Le Christ est-il divisé, demande alors Paul ? Avant de répondre qu’il ne l’est pas, il faut répéter que le Christ n’a rien gardé pour lui-même, rien de ce dont il aurait pu tirer gloire et parti. Il faut répéter que le Christ s’est approché des uns comme des autres, des hommes comme des femmes, des riches comme des indigents, des nés natifs comme des étrangers, des impurs comme des purs… Il n’a fait de rien qui fût à lui obstacle entre lui-même et ses contemporains. Le Christ n’a rien eu qui fut de trop, puisqu’il a finalement tout donné. Alors, non, le Christ n’est pas divisé !
A-t-il été profitable aux Corinthiens que Paul s’adresse ainsi à eux ? Sa lettre a été reçue par les Corinthiens, et par toute la chrétienté. Mais cette lettre n’a à l’évidence pas tout résolu.

Longtemps après Paul, la question se pose de nouveau. Nous ne sommes pas de Paul ou d’Apollos, mais nous sommes de Jean Calvin, pour les uns, et du Pape François, pour les autres. Est-ce que nous allons projeter cela devant nous pour nous en faire une gloire et une armure ? Est-ce que cela va nous servir à tenir tel ou tel à distance de nous ? Est-ce que ça va être l’occasion de se quereller ? Si tel est le cas, nous sommes divisés entre nous-mêmes, ce qui est assez peu grave, mais aussi en nous-mêmes, ce qui est beaucoup plus grave.

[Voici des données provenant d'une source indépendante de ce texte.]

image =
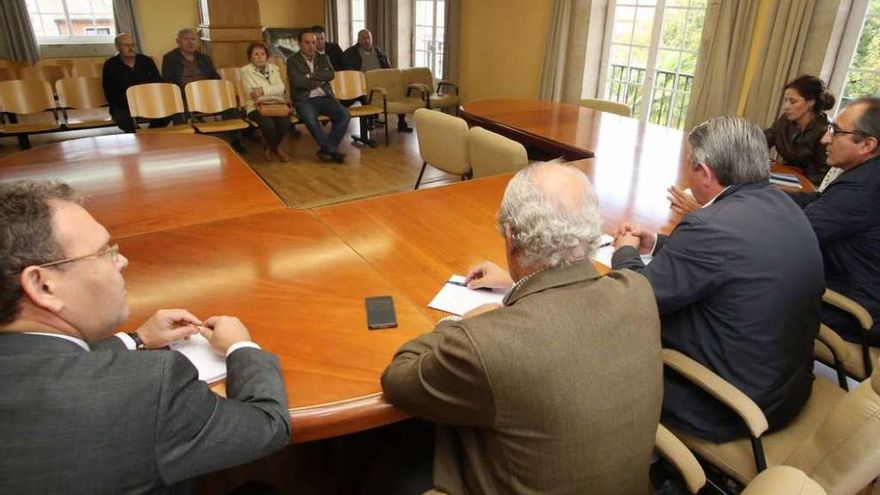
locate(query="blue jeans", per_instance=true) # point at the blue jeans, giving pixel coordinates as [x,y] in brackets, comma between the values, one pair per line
[308,112]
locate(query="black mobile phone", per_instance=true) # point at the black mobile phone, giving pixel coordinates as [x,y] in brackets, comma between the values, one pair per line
[380,313]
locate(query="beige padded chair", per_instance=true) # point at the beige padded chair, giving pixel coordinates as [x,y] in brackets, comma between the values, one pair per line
[835,439]
[156,101]
[607,106]
[49,73]
[352,84]
[32,100]
[83,93]
[442,143]
[847,357]
[493,154]
[445,95]
[210,97]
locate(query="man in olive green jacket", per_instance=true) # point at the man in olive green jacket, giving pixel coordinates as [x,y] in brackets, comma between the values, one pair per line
[558,390]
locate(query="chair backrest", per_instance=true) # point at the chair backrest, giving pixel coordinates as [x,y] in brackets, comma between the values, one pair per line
[26,97]
[493,154]
[419,75]
[210,96]
[389,79]
[349,84]
[607,106]
[154,100]
[80,92]
[843,454]
[443,141]
[50,73]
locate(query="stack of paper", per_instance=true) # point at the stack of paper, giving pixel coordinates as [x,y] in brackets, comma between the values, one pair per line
[454,297]
[211,366]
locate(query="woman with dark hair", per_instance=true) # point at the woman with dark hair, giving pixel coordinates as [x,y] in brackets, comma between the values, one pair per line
[262,83]
[798,132]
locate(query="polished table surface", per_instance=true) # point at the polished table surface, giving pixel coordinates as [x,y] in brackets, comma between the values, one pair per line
[146,183]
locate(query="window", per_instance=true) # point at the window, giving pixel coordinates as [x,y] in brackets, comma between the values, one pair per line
[430,16]
[72,21]
[857,71]
[358,18]
[652,70]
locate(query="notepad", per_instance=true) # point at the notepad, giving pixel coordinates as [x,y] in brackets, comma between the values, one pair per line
[211,366]
[454,297]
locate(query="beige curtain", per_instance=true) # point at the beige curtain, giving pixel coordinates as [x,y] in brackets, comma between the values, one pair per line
[382,22]
[563,70]
[724,48]
[452,41]
[782,49]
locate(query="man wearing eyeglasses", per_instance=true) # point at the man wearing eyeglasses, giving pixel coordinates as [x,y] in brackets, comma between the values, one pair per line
[846,216]
[82,411]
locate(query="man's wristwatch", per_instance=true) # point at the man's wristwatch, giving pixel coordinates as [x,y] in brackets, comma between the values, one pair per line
[138,343]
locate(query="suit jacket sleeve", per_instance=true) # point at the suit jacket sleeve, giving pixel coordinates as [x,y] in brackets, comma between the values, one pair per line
[199,432]
[687,265]
[439,376]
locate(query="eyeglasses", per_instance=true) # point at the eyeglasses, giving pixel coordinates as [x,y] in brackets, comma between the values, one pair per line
[112,250]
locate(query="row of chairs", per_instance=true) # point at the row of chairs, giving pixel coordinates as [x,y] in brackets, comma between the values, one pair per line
[446,143]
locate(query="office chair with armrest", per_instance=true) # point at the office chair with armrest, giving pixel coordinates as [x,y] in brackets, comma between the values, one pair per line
[442,143]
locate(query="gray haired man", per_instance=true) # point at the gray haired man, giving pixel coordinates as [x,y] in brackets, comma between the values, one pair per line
[527,395]
[738,283]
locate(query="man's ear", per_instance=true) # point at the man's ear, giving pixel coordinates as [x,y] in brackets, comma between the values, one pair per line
[39,286]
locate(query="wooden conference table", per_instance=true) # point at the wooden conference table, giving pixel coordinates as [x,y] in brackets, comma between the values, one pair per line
[200,233]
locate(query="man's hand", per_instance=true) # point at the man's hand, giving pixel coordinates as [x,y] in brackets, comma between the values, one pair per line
[633,235]
[488,275]
[223,331]
[681,202]
[483,308]
[166,326]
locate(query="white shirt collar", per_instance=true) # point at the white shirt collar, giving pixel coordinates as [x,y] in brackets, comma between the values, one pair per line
[80,342]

La division de l’être humain avec lui-même commence lorsque, ayant péché, dans le jardin d’Eden, l’être humain – homme tant que femme – dit « C’est pas moi, c’est l’autre ! » Cette division est ce par quoi l’on met autrui – et Dieu – à distance, au lieu de choisir de s’en approcher ; cette division est ce par quoi l’on se justifie au lieu de se risquer, cette division avec soi-même est le signe qu’on refuse de vivre par la foi.
Alors est-on de Calvin ou de François, est-on de Genève ou de Rome ? Si c’est exclusivement qu’on l’est, alors on n’est pas entré dans la vie. Et c’est donc en trop dans notre vie avec Christ, dans notre vie tout court. Et cela, au titre de l’Evangile que nous avons lu, doit être coupé, arraché, etc.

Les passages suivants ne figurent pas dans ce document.